I was actually unable to get either SLSQP or COBYLA to ever successfully converge on a solution.
The \(\theta\) values (i.e., critic weights) learned by these solvers were often way outside the interval \([0, 1]\).

Most of the times, both routines finished their iterations and failed with errors of this form:

optimization failed [8]: Positive directional derivative for linesearch
optimization failed [2]: Maximum number of function evaluations has been exceeded

If you have experience with the numpy optimization library, I’d love to hear about suggestions you may have on how to deal with these errors.

Perhaps more interestingly, in spite of the above issues, the learned \(\theta\) values were still able to successfully predict metascores for movies in the test set.

After removing ratings from insignificant critics, I constructed a training set of about 2800 ratings of 190 movies by 188 critics.

The following table lists the top 20 critics by weight learned using the above training set with each optimization routine. Note that the weights are expressed as a percentage of the weight for the top critic in each list. Interestingly enough, both algorithms think Mike Scott of the New Orleans Times-Picayune is the metacritic MVP. So, for example, according to SLSQP, a review by Justin Lowe carries only 95% of the importance that is given to a review by Mike Scott.

SLSQP		COBYLA
Weight	Critic	Weight	Critic
\(\cdot\)	Mike Scott (New Orleans Times-Picayune)	\(\cdot\)	Mike Scott (New Orleans Times-Picayune)
0.949948	Justin Lowe (The Hollywood Reporter)	0.902288	Slant Magazine
0.929495	Jordan Hoffman (The Guardian)	0.900024	Ronnie Scheib (Variety)
0.914186	Marjorie Baumgarten (Austin Chronicle)	0.890113	Wes Greene (Slant Magazine)
0.910820	Fionnuala Halligan (Screen International)	0.887845	Chris Cabin (Slant Magazine)
0.909801	James Mottram (Total Film)	0.885791	Martin Tsai (Los Angeles Times)
0.904564	Variety	0.863626	Lawrence Toppman (Charlotte Observer)
0.903029	Guy Lodge (Variety)	0.858237	Anthony Lane (The New Yorker)
0.897749	Inkoo Kang (TheWrap)	0.845864	Fionnuala Halligan (Screen International)
0.894605	indieWIRE	0.834088	Boyd van Hoeij (The Hollywood Reporter)
0.892237	Ben Kenigsberg (The New York Times)	0.820908	Variety
0.882656	Mike D’Angelo (The Dissolve)	0.814152	Nicolas Rapold (The New York Times)
0.875550	Simon Abrams (Village Voice)	0.735623	Justin Lowe (The Hollywood Reporter)
0.875385	Martin Tsai (Los Angeles Times)	0.629166	Mark Olsen (Los Angeles Times)
0.875062	Manohla Dargis (The New York Times)	0.625141	The Globe and Mail (Toronto)
0.874889	Kyle Smith (New York Post)	0.567734	James Berardinelli (ReelViews)
0.872482	Nicolas Rapold (The New York Times)	0.562606	Peter Sobczynski (RogerEbert.com)
0.869911	James Berardinelli (ReelViews)	0.558980	John Anderson (Wall Street Journal)
0.863118	Ronnie Scheib (Variety)	0.520855	Steve Macfarlane (Slant Magazine)
0.860796	Nikola Grozdanovic (The Playlist)	0.510842	Jordan Mintzer (The Hollywood Reporter)

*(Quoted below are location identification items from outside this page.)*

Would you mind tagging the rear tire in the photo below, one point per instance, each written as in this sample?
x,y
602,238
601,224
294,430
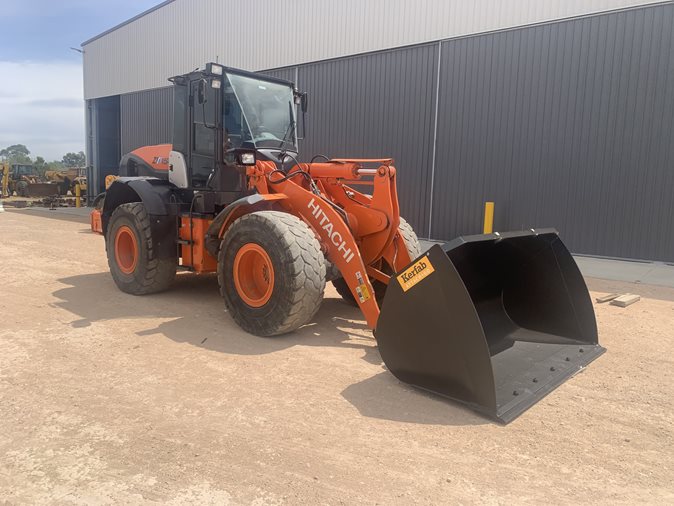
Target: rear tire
x,y
413,248
131,251
271,273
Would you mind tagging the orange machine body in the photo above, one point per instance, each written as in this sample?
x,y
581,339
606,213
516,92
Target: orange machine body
x,y
358,232
193,252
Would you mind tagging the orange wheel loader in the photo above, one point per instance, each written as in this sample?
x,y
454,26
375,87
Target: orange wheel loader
x,y
492,321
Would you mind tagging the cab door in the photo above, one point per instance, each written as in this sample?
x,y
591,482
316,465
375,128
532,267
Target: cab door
x,y
205,112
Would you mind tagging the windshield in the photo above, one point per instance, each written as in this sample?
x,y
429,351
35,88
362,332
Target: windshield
x,y
258,111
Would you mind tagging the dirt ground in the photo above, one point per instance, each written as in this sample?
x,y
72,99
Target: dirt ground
x,y
109,398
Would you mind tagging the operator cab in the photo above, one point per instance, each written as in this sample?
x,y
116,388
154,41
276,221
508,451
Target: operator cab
x,y
225,119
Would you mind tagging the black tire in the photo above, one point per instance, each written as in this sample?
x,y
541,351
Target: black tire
x,y
150,274
298,272
413,247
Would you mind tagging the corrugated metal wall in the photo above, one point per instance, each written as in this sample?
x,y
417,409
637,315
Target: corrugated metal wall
x,y
261,34
147,118
377,106
566,124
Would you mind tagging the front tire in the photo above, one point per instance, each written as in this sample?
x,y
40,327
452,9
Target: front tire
x,y
132,255
271,273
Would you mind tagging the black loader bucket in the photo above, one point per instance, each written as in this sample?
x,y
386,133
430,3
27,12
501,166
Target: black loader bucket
x,y
493,321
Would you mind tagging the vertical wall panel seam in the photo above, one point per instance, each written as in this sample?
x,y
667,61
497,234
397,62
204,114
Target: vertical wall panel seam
x,y
435,138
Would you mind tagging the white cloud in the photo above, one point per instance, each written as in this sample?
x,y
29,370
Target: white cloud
x,y
41,106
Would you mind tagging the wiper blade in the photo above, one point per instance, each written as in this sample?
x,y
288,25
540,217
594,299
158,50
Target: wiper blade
x,y
290,130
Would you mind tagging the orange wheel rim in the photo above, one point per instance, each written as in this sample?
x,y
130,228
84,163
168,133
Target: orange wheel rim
x,y
126,249
253,275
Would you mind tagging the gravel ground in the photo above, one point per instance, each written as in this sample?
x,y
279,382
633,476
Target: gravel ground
x,y
109,398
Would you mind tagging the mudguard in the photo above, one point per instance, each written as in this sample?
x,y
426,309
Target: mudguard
x,y
155,194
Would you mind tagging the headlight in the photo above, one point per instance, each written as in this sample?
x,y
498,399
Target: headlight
x,y
247,158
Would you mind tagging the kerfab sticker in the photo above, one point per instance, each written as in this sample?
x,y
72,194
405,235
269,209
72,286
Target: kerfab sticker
x,y
415,273
361,289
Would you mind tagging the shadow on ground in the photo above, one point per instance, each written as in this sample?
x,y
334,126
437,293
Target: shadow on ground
x,y
195,314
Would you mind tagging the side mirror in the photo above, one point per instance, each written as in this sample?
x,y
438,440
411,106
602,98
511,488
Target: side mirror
x,y
201,98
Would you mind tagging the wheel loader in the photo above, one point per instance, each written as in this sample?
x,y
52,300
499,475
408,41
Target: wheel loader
x,y
491,321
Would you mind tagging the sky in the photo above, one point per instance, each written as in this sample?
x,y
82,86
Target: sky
x,y
41,101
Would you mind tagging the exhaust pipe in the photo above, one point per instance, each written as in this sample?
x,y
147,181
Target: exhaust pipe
x,y
492,321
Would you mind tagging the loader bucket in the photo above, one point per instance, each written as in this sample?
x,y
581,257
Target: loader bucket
x,y
493,321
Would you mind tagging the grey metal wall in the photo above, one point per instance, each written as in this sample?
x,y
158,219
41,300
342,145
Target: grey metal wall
x,y
258,34
567,124
146,118
102,124
377,106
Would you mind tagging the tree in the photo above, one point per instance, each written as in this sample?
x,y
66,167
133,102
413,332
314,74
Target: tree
x,y
74,159
16,153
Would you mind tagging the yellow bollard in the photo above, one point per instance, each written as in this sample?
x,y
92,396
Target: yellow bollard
x,y
488,218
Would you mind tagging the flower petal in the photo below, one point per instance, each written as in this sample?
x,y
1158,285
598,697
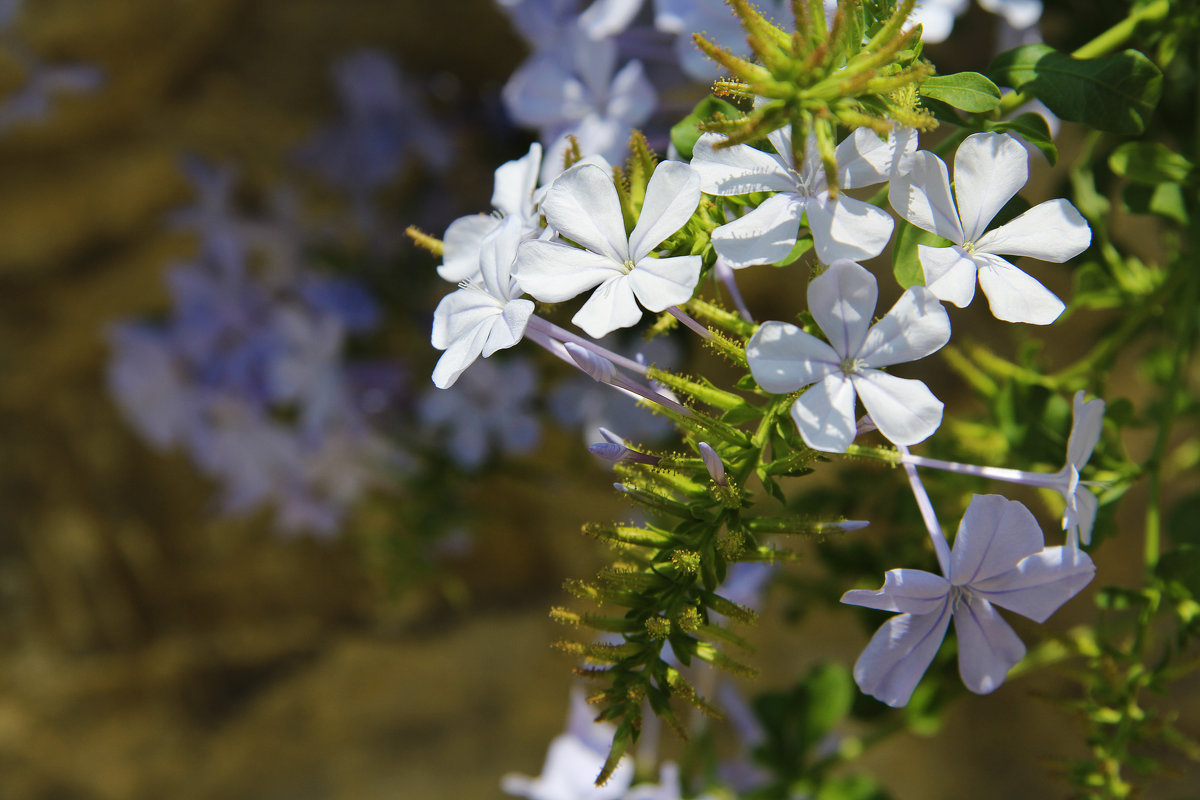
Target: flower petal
x,y
516,181
763,235
847,228
1039,583
739,169
582,205
989,169
783,358
1053,232
671,198
843,304
923,197
461,244
915,328
825,414
988,647
903,409
899,654
949,274
663,282
611,306
994,535
910,591
1013,295
553,272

I should clarify that the top 20 list can change from one run to the next, since it depends on the training set chosen (which is at random).

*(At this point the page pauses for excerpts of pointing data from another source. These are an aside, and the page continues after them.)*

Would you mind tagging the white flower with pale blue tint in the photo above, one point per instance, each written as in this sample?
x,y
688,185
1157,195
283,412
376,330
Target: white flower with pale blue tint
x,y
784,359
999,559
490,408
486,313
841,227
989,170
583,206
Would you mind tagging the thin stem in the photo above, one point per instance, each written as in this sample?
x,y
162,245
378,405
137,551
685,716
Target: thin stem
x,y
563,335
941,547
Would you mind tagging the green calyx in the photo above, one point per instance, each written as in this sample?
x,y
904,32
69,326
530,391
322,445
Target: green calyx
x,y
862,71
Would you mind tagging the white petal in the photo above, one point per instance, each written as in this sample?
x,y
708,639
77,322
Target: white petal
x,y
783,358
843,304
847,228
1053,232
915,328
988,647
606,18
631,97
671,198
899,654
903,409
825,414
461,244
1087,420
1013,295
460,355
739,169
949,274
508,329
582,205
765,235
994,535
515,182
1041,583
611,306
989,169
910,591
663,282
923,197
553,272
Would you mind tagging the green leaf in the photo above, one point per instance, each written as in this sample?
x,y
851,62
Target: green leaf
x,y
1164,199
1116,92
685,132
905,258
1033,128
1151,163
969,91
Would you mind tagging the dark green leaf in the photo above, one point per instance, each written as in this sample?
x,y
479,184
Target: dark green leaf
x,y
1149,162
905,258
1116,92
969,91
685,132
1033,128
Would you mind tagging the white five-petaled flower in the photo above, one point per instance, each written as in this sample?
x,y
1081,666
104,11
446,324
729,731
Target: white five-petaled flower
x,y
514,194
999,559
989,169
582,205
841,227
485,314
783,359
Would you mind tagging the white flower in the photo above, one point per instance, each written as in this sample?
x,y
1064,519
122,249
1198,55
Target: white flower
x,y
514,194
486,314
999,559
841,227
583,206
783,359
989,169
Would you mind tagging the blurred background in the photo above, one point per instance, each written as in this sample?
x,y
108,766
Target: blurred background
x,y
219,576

Next, we show a few sample predicted metascores:

Movie	Actual Metascore	Predicted (SLSQP)	Predicted (COBYLA)
Survivor	26	30 (16.18%)	33 (28.12%)
Entourage	38	57 (50.25%)	43 (15.65%)
Chappie	41	46 (12.89%)	43 (6.00%)
Dreamcatcher	86	77 (-10.46%)	83 (-2.77%)
Avengers: Age of Ultron	66	62 (-5.05%)	67 (1.57%)
Gemma Bovery	57	0 (-100.00%)	61 (7.15%)
Alleluia	84	90 (7.41%)	87 (4.13%)

With a test set of size 60, the movie predictions by the two algorithms had the following RMSE values:

SLSQP	COBYLA
0.053437	0.016942

Takeaways

Working out the math was obviously fun!
- I got to brush up on my long defunct skills with numpy, scipy, matplotlib, etc.
Even a toy project like this one can end up demanding substantial time and attention, especially if it is something you want to share with the rest of the world. For example, I ended up setting up proper Python package management for all the code.
Writing this blog post was also extremely useful because it clarified my own thinking on the topic. I was actually able to go back and refactor the code to better match the implementation pipeline I described above.